The AIM-traded firm said it had cash and available liquidity of $53.5m (£39.1m) at period end on 31 December, rising from $13.7m at the end of the third quarter, as it swung to net cash of $37.3m from net debt of $5.1m.
Shanta said it was now unhedged and fully exposed to the gold price.
Adjusted EBITDA came in at $15.6m for the quarter, including the settlement of 15,000 ounces of forward-sale commitments.
Cash costs were $559 per ounce, while all-in sustaining costs totalled $870 per ounce for the period.
Shanta said mine construction at Singida was now underway, while infill drilling was also taking place at West Kenya, drawing on the $40.1m cash it had raised in the period in a successful equity placing to progress the project to a construction decision.

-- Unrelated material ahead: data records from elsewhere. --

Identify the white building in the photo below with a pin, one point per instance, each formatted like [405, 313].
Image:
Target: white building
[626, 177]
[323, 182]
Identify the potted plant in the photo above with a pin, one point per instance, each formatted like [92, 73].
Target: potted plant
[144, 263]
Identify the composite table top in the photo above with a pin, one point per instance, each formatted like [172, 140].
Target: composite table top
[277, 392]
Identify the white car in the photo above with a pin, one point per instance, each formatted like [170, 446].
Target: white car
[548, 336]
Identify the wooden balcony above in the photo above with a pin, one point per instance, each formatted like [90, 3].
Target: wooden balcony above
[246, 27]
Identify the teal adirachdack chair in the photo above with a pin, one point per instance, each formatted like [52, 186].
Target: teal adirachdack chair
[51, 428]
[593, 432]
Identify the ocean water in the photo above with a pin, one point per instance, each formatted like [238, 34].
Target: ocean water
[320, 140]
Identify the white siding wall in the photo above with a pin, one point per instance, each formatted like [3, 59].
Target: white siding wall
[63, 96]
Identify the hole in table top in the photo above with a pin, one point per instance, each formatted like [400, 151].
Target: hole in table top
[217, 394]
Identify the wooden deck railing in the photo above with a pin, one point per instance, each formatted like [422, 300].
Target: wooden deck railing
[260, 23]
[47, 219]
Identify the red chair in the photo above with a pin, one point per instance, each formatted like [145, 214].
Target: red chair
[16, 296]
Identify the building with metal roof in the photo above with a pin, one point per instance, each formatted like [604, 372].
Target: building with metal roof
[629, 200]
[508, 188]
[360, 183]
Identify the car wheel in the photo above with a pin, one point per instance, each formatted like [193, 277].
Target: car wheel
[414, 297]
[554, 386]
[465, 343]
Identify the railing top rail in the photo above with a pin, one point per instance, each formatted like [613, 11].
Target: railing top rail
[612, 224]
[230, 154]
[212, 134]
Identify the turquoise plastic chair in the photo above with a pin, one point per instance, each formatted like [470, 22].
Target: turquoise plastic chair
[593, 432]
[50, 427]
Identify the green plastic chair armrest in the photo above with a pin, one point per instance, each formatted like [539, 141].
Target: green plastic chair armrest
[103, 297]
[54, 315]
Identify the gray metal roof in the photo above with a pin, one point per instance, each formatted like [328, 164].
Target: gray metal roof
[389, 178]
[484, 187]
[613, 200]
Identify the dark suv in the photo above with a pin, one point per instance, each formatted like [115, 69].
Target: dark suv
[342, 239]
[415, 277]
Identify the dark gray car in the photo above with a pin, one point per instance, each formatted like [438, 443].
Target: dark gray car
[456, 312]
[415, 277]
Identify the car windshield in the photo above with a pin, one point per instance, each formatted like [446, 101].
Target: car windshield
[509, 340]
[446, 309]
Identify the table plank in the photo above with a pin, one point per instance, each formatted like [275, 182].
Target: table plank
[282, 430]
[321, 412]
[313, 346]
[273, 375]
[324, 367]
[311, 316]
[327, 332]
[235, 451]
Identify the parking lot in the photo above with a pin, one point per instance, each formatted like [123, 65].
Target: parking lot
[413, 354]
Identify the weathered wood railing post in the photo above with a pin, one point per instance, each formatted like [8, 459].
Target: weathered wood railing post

An independent scoping study had been announced for West Kenya, including a post-tax net present value at an 8% discount of $340m, and an unlevered internal rate of return of 110%, at a price of $1,700 per ounce.
The maiden resource of 64,000 ounces, grading at 2.08 grams per tonne, was declared at the newly-identified open-pit deposit Porcupine South, adding a 12th known deposit at the New Luika Gold Mine.
For the full-year, Shanta reported gold production of 82,978 ounces, in line with its 2020 guidance for between 80,000 and 85,000 ounces.
Adjusted EBITDA totalled $63.8m, up from $47.7m in 2019, with 40,000 ounces of forward-sale commitments settled at an average price of $1,240 per ounce during the year.
Cash costs for 2020 came in at $579 per ounce, while its all-in sustaining costs were $841 per ounce, at the lower end of its guidance for between $830 and $880 per ounce.
Gross debt totalled $11.4m, narrowing from $22m at the end of the prior year, as the board reported a new all-time record throughput of 712,945 tonnes milled.
Looking at 2021, Shanta said its annual guidance was for about 80,000 ounces at an all-in sustaining cost of between $900 and $950 per ounce on a like-for-like basis, and $1,050 to $1,100 per ounce including development costs, in line with the World Gold Council ("WGC") definition.
Forecast gold production would increase through the year, the board said, following the ramp-up of the third mill, resulting in production being weighted towards the second half of 2021.
It said its all-in sustaining cost guidance included the assumption of higher royalties driven by the higher gold price, supplementary open pit mining from Elizabeth Hill and increased on-mine exploration spend in 2021.
The company’s 2021 exploration budget in Tanzania would increase by around 50% to $8m.
“The company is operating drilling campaigns at each of its three projects and expects to increase group reserves during the course of the year. Exploration is likely to be the primary driver for creating shareholder value in the coming years,” said chief executive officer Eric Zurrin.
“Shanta achieved its core objectives for 2020, with gold production and costs in line with guidance, and produced another industry-leading safety performance.”
At 0901 GMT, shares in Shanta Gold were down 0.55% at 18.2p.